EU und die Flüchtlingskrise:Angst vor den Reizwörtern

  • Vertreter der EU-Staaten bemühen sich derzeit das Scheitern des geplanten Sondertreffens der Innenminister an diesem Dienstag zu verhindern, indem sie Reizwörter wie "verpflichtend" oder "freiwillig" meiden.
  • Derzeit wird beraten wie sich Staaten freikaufen können, die keine verbindliche Anzahl an Flüchtlingen aufnehmen wollen.
  • Neben finanziellen Leistungen sieht eine weitere Idee vor, dass Staaten, die sich für überfordert erklären, ein halbes Jahr Zeit gelassen wird, bevor sie bei der Verteilung mitmachen.

Von Thomas Kirchner, Brüssel

In mehreren Gesprächsrunden haben Vertreter der EU-Staaten am Montag in Brüssel versucht, ein Scheitern des Sondertreffens der Innenminister an diesem Dienstag zu verhindern. Nachdem sich die Minister vergangene Woche vertagt hatten, wollen sie nun endgültig über den Plan der EU-Kommission entscheiden, 120 000 Flüchtlinge aus besonders belasteten Staaten in der Union zu verteilen. Die Bundesregierung unterstützt den Plan; vor allem die vier Visegrád-Staaten Ungarn, Polen, Tschechien und die Slowakei sperren sich aber gegen feste Aufnahmequoten.

Im ungünstigsten Fall müsste eine Mehrheitsentscheidung herbeigeführt werden, die nicht nur den Riss zwischen Ost und West offenbar machen würde. Die politische Krise, die daraus entstehen könnte, wäre auch eine schwere Belastung für den Sondergipfel der Staats- und Regierungschefs am Mittwoch.

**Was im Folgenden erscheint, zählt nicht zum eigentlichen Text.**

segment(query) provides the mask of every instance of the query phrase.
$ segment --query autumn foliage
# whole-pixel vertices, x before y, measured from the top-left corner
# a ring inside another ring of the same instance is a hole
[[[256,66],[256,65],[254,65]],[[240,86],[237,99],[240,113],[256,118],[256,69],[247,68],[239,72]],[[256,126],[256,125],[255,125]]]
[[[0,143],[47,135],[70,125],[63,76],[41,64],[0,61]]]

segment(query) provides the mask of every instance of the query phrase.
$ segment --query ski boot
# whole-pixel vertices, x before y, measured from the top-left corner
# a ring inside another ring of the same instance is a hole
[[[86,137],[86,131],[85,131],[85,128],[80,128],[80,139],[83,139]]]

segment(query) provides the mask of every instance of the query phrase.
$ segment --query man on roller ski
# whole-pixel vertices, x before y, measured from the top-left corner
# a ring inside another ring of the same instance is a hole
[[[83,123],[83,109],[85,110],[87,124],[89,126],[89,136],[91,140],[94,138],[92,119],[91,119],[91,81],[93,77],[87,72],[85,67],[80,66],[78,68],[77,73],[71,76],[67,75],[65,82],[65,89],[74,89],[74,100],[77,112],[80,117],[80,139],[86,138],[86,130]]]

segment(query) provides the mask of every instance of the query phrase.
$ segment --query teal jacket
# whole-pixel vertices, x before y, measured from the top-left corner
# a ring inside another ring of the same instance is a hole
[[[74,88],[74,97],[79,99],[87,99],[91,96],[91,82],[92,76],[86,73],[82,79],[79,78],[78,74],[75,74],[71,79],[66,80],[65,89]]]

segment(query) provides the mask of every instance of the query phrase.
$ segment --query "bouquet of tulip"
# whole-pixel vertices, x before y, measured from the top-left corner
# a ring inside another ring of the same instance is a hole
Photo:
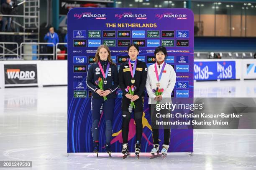
[[[163,92],[164,92],[164,89],[163,88],[156,88],[156,89],[154,89],[152,90],[155,93],[155,95],[156,96],[159,96],[159,95],[161,95],[163,94]],[[156,104],[159,104],[160,102],[160,101],[158,101],[156,102]]]
[[[100,88],[100,89],[103,90],[103,81],[101,78],[99,78],[98,80],[95,81],[95,84],[99,86]],[[107,97],[103,96],[103,99],[104,99],[104,101],[108,100],[108,99],[107,99]]]
[[[125,91],[130,95],[133,95],[133,94],[134,94],[134,91],[135,91],[136,88],[137,88],[136,86],[134,86],[133,85],[131,86],[131,87],[130,86],[127,86],[127,88],[125,88]],[[131,105],[132,108],[135,108],[134,102],[131,102]]]

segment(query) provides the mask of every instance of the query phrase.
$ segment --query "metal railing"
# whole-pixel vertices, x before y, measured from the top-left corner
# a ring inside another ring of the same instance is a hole
[[[67,45],[67,42],[59,42],[56,44],[56,45],[55,45],[55,51],[56,52],[56,55],[55,55],[55,59],[56,60],[58,60],[58,55],[67,55],[67,53],[61,54],[61,53],[58,53],[57,52],[57,50],[58,49],[58,45]]]
[[[43,53],[43,54],[41,54],[40,53],[40,46],[39,46],[38,48],[38,45],[53,45],[53,52],[52,53]],[[38,47],[37,50],[37,52],[36,53],[23,53],[22,52],[22,46],[25,45],[36,45]],[[38,50],[39,49],[39,50]],[[36,55],[37,56],[42,56],[42,55],[52,55],[52,58],[54,58],[54,54],[55,54],[55,46],[54,46],[54,44],[52,42],[22,42],[20,44],[20,57],[22,58],[22,56],[24,56],[24,55]],[[38,53],[38,52],[39,51],[39,53]],[[39,58],[37,58],[37,59],[38,60]]]
[[[2,47],[3,48],[3,53],[0,53],[0,55],[3,55],[3,58],[4,60],[5,59],[5,55],[16,55],[16,56],[17,57],[17,59],[18,59],[18,47],[19,46],[18,44],[18,43],[17,42],[0,42],[0,44],[3,44],[3,46],[2,45],[0,45],[0,47]],[[13,51],[12,51],[8,49],[7,48],[5,48],[5,44],[14,44],[14,45],[15,45],[17,46],[17,48],[15,48],[15,50],[16,50],[16,52],[15,53]],[[5,48],[6,49],[6,50],[8,51],[9,51],[9,53],[5,53]]]

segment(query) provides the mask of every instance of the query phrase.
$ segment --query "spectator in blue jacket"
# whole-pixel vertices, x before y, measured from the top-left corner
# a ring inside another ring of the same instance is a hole
[[[53,27],[50,28],[49,31],[49,32],[47,32],[46,34],[44,39],[47,42],[52,42],[54,44],[54,46],[52,44],[47,45],[47,53],[52,54],[53,53],[53,48],[55,48],[56,44],[59,42],[59,36],[56,32],[54,32],[54,28]],[[54,55],[47,56],[48,60],[53,60]]]

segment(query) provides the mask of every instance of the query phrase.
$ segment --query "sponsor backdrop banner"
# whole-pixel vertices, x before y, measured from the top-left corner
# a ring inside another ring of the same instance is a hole
[[[5,64],[5,84],[37,84],[36,64]]]
[[[196,80],[236,79],[236,61],[194,62],[194,72]]]
[[[193,98],[194,15],[187,9],[73,8],[68,15],[68,152],[91,152],[92,92],[84,85],[90,65],[95,62],[97,47],[109,47],[112,59],[119,69],[128,60],[127,47],[131,43],[140,48],[138,60],[148,66],[156,61],[156,47],[166,47],[166,62],[177,74],[177,83],[172,97]],[[122,92],[116,91],[117,98],[113,120],[111,141],[114,152],[120,152],[121,133],[121,102]],[[152,128],[145,89],[142,119],[142,152],[152,147]],[[104,112],[102,112],[102,114]],[[105,152],[105,122],[101,117],[99,124],[100,151]],[[132,116],[131,121],[135,122]],[[130,152],[134,152],[135,123],[130,124]],[[160,142],[163,142],[160,132]],[[169,152],[193,152],[193,130],[172,130]]]

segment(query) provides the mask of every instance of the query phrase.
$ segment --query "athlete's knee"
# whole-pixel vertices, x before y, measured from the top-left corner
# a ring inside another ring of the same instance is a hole
[[[92,122],[92,128],[94,129],[97,129],[98,128],[100,120],[98,119],[95,119]]]
[[[112,122],[111,120],[106,120],[106,130],[112,130]]]
[[[135,121],[141,121],[142,119],[142,112],[136,112],[134,113],[134,119]]]
[[[123,112],[123,120],[130,120],[131,119],[131,113],[128,112]]]

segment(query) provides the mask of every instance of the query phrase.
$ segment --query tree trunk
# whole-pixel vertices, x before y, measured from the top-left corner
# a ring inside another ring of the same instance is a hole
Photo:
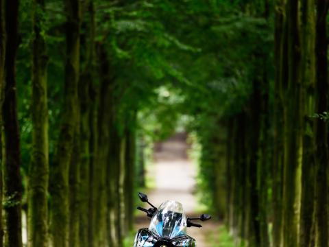
[[[288,84],[284,98],[283,244],[298,246],[300,174],[302,161],[302,113],[300,80],[300,37],[297,0],[287,1]]]
[[[136,116],[131,117],[130,126],[131,129],[126,130],[126,152],[125,152],[125,220],[128,231],[132,230],[134,220],[134,178],[135,178],[135,152],[136,152],[136,136],[135,130],[132,129],[134,124],[136,121]]]
[[[42,30],[44,0],[34,1],[32,67],[32,154],[29,169],[29,246],[48,246],[48,107],[46,45]]]
[[[73,138],[73,150],[71,156],[69,176],[69,246],[79,246],[79,217],[80,215],[80,120],[77,110],[75,117],[75,129]]]
[[[97,150],[98,150],[98,104],[99,91],[98,86],[94,84],[89,85],[89,94],[90,96],[90,113],[89,115],[89,128],[90,130],[90,139],[89,141],[90,165],[89,165],[89,199],[88,199],[88,246],[96,246],[95,231],[96,217],[97,210],[97,167],[98,166]]]
[[[283,88],[287,81],[287,21],[284,0],[276,3],[273,160],[273,246],[282,242],[282,196],[284,135]]]
[[[21,198],[22,183],[20,173],[21,150],[19,128],[17,116],[16,83],[16,54],[18,43],[19,1],[6,1],[5,30],[5,86],[3,106],[5,163],[3,169],[3,209],[5,212],[5,245],[8,247],[22,246]]]
[[[328,42],[326,19],[329,3],[327,0],[317,1],[316,56],[317,80],[315,89],[315,112],[328,111]],[[315,126],[316,167],[316,246],[328,246],[328,126],[317,119]]]
[[[77,81],[80,60],[80,1],[64,1],[66,14],[66,59],[62,123],[54,161],[50,189],[52,246],[69,246],[69,171],[73,152],[75,119],[78,110]]]
[[[302,1],[301,16],[301,82],[304,113],[303,162],[302,168],[302,202],[300,246],[314,246],[312,226],[314,221],[314,133],[313,119],[315,83],[315,13],[314,0]]]
[[[80,102],[80,242],[84,246],[88,243],[88,225],[92,223],[89,218],[88,207],[90,186],[90,89],[93,83],[95,58],[95,12],[92,0],[87,2],[87,16],[86,23],[86,42],[84,45],[86,63],[79,82],[79,101]]]
[[[3,89],[4,89],[4,69],[5,69],[5,1],[0,0],[0,247],[3,246],[3,220],[2,217],[3,211],[3,121],[2,121],[2,104],[3,103]]]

Die luxemburgische Ratspräsidentschaft sucht daher nach einem für alle erträglichen Kompromiss. An erster Stelle geht es darum, Reizwörter wie "verpflichtend" oder "freiwillig" zu vermeiden. Das Treffen in der vergangenen Woche war am Wunsch Polens gescheitert, nur "freiwillig" mitzumachen. Entscheidend sei, dass die Zahl 120 000 erreicht werde und dass der Mechanismus funktioniere, hieß es in Diplomatenkreisen. Alles andere stelle eine "künstliche Debatte" dar. Offenbar kann auch die Bundesregierung inzwischen mit einer Lösung leben, bei der den Ländern eine Anzahl Flüchtlinge zugeteilt wird, ohne dass von Quoten oder Prozentzahlen die Rede ist, an die sich die Osteuropäer gebunden fühlen würden.

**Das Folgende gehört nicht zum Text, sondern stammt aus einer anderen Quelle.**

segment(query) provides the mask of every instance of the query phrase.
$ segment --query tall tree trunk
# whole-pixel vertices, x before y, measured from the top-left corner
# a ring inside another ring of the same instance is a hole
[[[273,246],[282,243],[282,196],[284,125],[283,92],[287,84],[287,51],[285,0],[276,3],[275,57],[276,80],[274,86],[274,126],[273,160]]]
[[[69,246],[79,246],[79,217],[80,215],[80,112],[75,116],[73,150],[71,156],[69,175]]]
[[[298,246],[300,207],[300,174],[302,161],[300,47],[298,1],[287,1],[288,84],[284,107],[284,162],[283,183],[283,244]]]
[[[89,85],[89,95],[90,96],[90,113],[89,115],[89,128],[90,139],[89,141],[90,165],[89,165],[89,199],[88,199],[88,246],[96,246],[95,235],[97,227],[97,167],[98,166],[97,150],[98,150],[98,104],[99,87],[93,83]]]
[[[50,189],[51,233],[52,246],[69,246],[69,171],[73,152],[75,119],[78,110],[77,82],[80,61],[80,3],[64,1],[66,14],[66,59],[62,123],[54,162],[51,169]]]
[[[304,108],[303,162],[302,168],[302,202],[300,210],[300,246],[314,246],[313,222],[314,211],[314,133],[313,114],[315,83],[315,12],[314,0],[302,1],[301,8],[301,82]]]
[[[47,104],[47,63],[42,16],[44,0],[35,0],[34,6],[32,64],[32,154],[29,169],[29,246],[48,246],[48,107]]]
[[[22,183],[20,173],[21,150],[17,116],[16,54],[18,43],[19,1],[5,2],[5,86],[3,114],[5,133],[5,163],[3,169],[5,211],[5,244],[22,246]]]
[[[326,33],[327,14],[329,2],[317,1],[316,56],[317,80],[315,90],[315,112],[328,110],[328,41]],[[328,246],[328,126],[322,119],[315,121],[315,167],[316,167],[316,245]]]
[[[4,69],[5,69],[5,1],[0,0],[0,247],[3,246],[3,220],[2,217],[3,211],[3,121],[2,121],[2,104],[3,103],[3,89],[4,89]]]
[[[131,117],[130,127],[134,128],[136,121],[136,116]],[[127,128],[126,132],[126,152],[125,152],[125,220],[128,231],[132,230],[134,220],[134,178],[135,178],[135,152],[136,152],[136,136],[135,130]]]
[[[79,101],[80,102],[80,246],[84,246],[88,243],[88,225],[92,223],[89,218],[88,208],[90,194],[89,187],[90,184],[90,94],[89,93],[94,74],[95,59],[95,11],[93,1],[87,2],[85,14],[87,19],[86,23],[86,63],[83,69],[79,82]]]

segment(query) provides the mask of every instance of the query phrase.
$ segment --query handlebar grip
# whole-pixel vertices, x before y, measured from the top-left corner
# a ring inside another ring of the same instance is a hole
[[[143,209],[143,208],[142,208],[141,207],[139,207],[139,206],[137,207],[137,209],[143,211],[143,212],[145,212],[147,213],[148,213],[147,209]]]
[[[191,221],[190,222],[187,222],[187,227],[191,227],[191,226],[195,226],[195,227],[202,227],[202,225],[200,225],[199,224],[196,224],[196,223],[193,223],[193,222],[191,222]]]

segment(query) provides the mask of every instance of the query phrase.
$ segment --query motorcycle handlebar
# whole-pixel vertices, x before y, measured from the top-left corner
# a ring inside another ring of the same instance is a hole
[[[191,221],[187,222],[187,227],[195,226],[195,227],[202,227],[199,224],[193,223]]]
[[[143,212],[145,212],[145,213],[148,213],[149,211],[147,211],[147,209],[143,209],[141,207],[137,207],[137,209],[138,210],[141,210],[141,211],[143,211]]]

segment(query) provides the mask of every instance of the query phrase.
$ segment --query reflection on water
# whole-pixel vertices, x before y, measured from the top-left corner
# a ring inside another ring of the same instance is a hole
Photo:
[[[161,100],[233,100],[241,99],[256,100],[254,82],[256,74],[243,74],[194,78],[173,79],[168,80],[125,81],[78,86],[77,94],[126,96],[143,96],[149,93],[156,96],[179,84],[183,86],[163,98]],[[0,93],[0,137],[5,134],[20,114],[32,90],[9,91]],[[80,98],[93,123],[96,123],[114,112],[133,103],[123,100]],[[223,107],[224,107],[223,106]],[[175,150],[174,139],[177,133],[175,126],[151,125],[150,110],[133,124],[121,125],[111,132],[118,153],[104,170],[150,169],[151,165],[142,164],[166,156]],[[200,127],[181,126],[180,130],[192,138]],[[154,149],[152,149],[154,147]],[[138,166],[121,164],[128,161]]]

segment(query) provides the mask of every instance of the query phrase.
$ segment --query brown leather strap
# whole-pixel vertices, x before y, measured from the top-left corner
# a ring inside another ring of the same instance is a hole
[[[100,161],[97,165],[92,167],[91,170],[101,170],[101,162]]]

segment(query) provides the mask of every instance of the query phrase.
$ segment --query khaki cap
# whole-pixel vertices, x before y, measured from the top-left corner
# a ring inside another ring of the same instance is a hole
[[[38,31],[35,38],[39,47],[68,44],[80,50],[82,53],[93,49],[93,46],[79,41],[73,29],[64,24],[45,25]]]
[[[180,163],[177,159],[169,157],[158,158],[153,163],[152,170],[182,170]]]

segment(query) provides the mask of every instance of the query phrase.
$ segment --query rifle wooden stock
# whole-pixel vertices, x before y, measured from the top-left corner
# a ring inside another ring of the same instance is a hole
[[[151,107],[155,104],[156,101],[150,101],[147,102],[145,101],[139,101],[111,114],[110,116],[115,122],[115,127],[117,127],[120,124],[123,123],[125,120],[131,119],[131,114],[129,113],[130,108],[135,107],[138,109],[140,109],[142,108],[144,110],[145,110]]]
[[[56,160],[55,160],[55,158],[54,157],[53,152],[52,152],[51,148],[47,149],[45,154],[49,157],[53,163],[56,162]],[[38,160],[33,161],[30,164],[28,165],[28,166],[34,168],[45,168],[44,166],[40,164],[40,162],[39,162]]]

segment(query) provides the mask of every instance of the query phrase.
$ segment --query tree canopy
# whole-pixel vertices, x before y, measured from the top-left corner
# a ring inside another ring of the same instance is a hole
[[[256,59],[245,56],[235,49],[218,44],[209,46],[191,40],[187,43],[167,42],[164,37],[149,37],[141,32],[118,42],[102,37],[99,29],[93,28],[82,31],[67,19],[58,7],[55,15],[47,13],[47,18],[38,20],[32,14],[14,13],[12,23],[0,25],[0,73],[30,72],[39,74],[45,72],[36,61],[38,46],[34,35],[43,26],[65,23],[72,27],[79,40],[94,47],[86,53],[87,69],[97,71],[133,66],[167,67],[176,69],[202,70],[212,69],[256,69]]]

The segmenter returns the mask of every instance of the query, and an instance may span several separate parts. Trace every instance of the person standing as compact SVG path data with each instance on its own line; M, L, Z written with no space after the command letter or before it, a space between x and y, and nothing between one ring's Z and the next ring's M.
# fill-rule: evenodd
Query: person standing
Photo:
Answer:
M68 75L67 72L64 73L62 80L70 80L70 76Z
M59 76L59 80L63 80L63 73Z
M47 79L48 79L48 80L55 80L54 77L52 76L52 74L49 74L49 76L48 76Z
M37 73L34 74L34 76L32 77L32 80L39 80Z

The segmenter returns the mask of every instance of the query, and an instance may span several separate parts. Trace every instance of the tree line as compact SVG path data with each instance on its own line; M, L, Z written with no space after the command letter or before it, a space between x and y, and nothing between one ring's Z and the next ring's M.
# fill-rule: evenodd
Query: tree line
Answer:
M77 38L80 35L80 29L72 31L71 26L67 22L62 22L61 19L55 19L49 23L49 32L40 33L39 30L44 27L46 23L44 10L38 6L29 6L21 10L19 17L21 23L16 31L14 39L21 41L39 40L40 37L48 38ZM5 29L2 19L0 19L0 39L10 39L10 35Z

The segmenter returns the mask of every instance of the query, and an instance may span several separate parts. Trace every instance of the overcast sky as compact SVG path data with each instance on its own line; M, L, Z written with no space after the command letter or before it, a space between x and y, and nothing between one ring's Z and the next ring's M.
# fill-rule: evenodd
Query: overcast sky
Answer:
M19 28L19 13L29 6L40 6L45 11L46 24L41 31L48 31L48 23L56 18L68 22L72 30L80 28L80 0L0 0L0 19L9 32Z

Umstritten bleibt, ob und wie sich Staaten freikaufen können

Umstritten bleibt, ob und wie sich Staaten freikaufen können. Bisher war eine Summe von bis zu 0,002 Prozent der Wirtschaftsleistung im Gespräch. Ein neuer Vorschlag sieht 6500 Euro pro nicht aufgenommenem Flüchtling vor. Weil das nicht viel wäre, schlagen einige vor, sich von höchstens einem Drittel der zugeteilten Migranten entledigen zu können. Besonders strittig ist, ob dies ohne Weiteres oder nur nach Katastrophen oder Ähnlichem möglich wäre. Gemäß einer weiteren Idee soll Staaten, die sich für überfordert erklären, ein halbes Jahr Zeit gelassen werden, bevor sie bei der Verteilung mitmachen.

Ungarn will auf keinen Fall mitmachen, weshalb auch noch offen ist, was mit den 54 000 Flüchtlingen geschieht, die von dort verteilt werden sollten. Davon könnten Griechenland und Italien profitieren, vielleicht aber auch Länder wie Slowenien oder Kroatien, die von der Krise nun ebenfalls betroffen sind. Auch wenn allen in Brüssel bewusst ist, dass die Umverteilung von 120 000 Flüchtlingen die Krise nicht lösen wird, steht ein permanenter Verteilungsmechanismus, wie ihn die Kommission fordert, derzeit nicht mehr zur Debatte. Es sei auch so schon alles schwierig genug, hieß es.